Given Maine’s practice of passing budgets with two-thirds support, the line-item veto usually has little chance of success. Lawmakers, already on the record for a tough budget vote, have every incentive to maintain their prerogative and override.
But it didn’t turn out that way.
Republican leaders in the House and Senate refused to call their members back into session to consider the line-item vetoes. Despite a unanimous vote in the Senate in support of a reasonable compromise, leaders seemed desperate to avoid a showdown with the governor.
The Legislature is scheduled to return in May, and it will be forced to deal with the question of General Assistance then.
Perhaps, they will return to the carefully negotiated position that displeased the governor. Or maybe they won’t.
For Raye and Courtney, they have an opportunity to redeem themselves.
When the budget was negotiated, leaders on both sides of the aisle, Republicans and Democrats alike, made a deal. They gave their word.
That word is at stake.
At the same time, they cannot afford to anger the loudest segments of the Republican base, which whole-heartedly cheers on Gov. LePage’s slash-and-burn approach to anti-poverty programs.
So there’s the dilemma for these two men who would like to represent Maine in Congress.
They can keep their promise and uphold a bargain that they helped to negotiate, or they can continue to allow Gov. LePage to push them around and dictate their behavior.

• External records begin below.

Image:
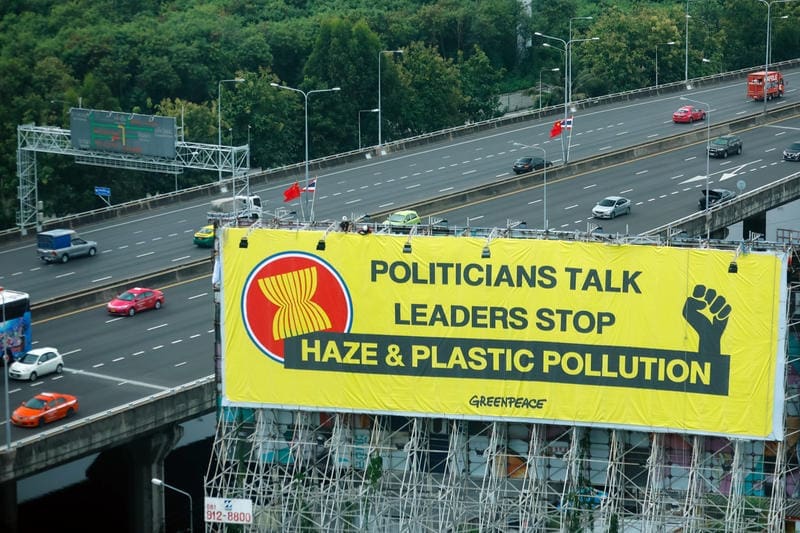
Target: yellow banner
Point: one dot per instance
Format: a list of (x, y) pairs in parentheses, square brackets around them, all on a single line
[(626, 336)]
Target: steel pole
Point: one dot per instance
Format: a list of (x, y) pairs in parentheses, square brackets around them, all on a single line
[(5, 374), (380, 135), (219, 123), (159, 483), (686, 65)]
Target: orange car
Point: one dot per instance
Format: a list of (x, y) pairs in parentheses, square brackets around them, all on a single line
[(44, 407)]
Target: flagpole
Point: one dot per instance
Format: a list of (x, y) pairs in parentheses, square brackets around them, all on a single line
[(313, 199), (569, 141)]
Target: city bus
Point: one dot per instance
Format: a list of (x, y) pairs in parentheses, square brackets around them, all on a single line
[(15, 323)]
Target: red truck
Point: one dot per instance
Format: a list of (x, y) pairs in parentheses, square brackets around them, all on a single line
[(756, 85)]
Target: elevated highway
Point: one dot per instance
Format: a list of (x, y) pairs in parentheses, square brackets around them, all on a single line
[(150, 423)]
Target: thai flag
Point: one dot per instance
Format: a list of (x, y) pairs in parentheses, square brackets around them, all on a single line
[(312, 186)]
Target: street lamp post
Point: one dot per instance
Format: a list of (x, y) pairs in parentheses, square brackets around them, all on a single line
[(306, 94), (219, 122), (380, 54), (686, 53), (158, 483), (768, 44), (708, 157), (567, 81), (544, 185), (5, 373), (668, 43), (570, 57), (540, 82), (375, 110)]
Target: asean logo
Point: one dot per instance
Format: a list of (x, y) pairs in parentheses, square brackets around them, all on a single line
[(291, 294)]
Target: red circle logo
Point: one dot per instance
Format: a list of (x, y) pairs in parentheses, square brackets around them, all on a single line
[(290, 294)]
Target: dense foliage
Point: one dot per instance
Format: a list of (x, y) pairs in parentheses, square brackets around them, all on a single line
[(169, 57)]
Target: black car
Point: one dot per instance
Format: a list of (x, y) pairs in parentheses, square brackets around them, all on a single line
[(792, 152), (715, 196), (527, 164), (724, 146)]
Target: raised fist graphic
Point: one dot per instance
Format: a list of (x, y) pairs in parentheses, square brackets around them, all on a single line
[(707, 312)]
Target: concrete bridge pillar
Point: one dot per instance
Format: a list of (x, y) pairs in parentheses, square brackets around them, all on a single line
[(127, 471), (8, 506), (147, 507)]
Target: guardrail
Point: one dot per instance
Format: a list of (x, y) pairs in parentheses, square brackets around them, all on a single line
[(277, 173)]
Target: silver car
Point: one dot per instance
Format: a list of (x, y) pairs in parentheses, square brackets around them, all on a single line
[(35, 363), (612, 206)]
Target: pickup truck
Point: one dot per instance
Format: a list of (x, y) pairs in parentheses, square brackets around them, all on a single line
[(60, 245)]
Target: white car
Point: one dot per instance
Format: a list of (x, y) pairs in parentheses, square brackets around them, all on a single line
[(611, 206), (37, 362)]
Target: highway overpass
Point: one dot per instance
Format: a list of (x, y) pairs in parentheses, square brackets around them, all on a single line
[(154, 419)]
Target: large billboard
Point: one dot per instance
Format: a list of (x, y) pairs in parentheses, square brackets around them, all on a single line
[(130, 133), (613, 335)]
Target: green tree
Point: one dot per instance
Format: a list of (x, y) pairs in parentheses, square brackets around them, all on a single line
[(480, 83), (431, 93)]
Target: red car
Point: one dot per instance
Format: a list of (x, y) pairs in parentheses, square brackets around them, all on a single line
[(134, 300), (44, 407), (688, 114)]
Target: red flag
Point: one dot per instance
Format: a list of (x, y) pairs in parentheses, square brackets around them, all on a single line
[(292, 192), (312, 186), (555, 131)]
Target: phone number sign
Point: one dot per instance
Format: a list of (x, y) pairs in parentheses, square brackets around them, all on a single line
[(229, 510)]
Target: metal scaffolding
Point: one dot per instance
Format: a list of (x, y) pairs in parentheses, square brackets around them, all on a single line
[(33, 139), (342, 472)]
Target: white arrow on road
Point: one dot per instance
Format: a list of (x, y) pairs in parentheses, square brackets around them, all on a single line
[(726, 175)]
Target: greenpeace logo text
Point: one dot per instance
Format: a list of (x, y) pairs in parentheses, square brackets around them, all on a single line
[(518, 402)]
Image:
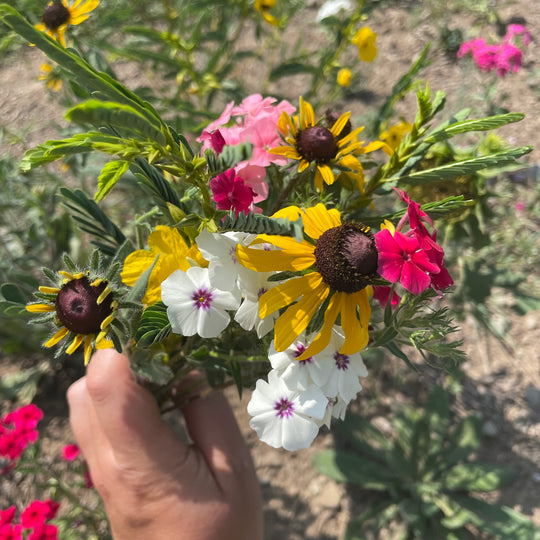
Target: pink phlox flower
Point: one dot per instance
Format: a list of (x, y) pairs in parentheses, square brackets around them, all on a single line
[(402, 259), (38, 512), (7, 515), (517, 30), (46, 531), (10, 532), (70, 452), (381, 293), (230, 192)]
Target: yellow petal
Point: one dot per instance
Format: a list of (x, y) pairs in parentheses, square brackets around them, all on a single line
[(296, 318), (323, 337), (61, 334), (40, 308), (75, 344)]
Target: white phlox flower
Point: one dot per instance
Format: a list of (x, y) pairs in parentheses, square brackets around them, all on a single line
[(194, 306), (285, 418), (345, 369), (333, 7), (219, 249), (297, 374)]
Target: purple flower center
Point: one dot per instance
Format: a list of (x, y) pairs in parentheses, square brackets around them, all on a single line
[(284, 408), (300, 348), (202, 298), (342, 361)]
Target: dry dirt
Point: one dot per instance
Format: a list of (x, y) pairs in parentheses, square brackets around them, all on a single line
[(299, 503)]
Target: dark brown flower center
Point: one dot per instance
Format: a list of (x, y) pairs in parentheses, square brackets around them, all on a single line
[(316, 143), (77, 307), (55, 15), (346, 257)]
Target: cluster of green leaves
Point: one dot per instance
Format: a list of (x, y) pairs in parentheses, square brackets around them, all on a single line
[(422, 478)]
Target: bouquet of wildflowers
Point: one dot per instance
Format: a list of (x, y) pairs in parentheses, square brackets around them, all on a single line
[(276, 245)]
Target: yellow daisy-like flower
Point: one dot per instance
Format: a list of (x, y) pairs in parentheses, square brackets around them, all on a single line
[(264, 7), (172, 253), (344, 77), (364, 39), (52, 80), (83, 310), (313, 143), (58, 15), (394, 134), (337, 267)]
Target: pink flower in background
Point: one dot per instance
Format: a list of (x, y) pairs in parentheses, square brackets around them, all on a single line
[(502, 58), (70, 452), (230, 192)]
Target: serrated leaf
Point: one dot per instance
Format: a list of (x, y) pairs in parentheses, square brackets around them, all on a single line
[(477, 476), (110, 174), (480, 124)]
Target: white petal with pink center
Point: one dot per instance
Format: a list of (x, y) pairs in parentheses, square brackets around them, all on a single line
[(284, 418), (194, 306)]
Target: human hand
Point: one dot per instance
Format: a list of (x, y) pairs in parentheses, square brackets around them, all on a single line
[(155, 487)]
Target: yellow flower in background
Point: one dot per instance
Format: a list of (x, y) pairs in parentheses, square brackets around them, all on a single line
[(51, 78), (58, 15), (336, 266), (172, 253), (312, 143), (394, 134), (344, 77), (83, 310), (364, 39), (264, 7)]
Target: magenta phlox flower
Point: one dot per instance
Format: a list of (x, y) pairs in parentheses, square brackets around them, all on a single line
[(230, 192), (401, 259)]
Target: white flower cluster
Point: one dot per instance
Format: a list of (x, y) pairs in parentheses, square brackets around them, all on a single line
[(299, 396)]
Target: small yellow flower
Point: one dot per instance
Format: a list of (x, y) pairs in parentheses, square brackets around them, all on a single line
[(394, 134), (264, 7), (58, 15), (364, 39), (344, 77), (51, 78), (172, 253)]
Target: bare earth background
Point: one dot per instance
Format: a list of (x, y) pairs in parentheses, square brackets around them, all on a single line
[(300, 504)]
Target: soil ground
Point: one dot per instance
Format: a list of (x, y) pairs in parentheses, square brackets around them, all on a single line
[(503, 385)]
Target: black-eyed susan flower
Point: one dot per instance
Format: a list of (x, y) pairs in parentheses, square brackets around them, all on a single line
[(335, 270), (60, 14), (310, 142), (82, 308)]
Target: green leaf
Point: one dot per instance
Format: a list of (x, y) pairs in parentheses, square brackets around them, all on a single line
[(119, 115), (481, 124), (459, 168), (110, 174), (259, 224), (154, 325), (477, 476), (343, 466), (465, 439)]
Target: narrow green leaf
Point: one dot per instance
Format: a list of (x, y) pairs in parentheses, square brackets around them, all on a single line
[(110, 174), (477, 476)]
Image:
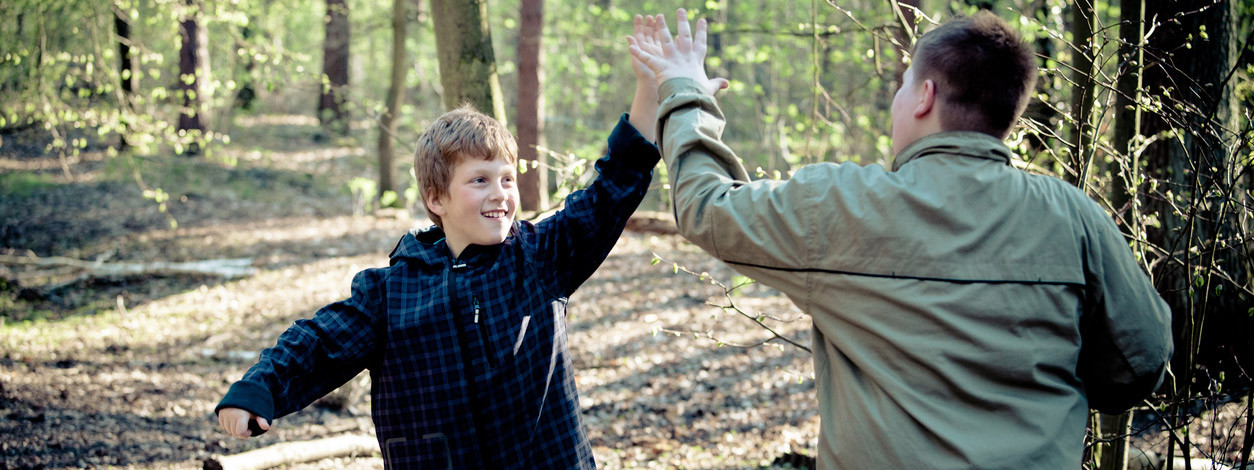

Both options have consequences.
Mainers expect their congressional leaders to put partisanship aside and do what’s best for the state. And to be effective, voters and other lawmakers must know that you will keep your word, otherwise nobody will take a chance on working with you on the biggest questions of the day.
Electoral success will require the foot soldiers of the party, many of whom see compromise not as the noble art of the possible but instead as a sign of betrayal of orthodoxy. Such voters tend to hold a grudge.
But it will also require appealing to swing and independent voters, who place a high premium on personal integrity and go to the polls to elect leaders, not lap dogs for a chief executive.
Despite having a narrow and unlikely path to win election this fall, Raye and Courtney are decent candidates who had the opportunity to look the part of statesmen in regards to the budget.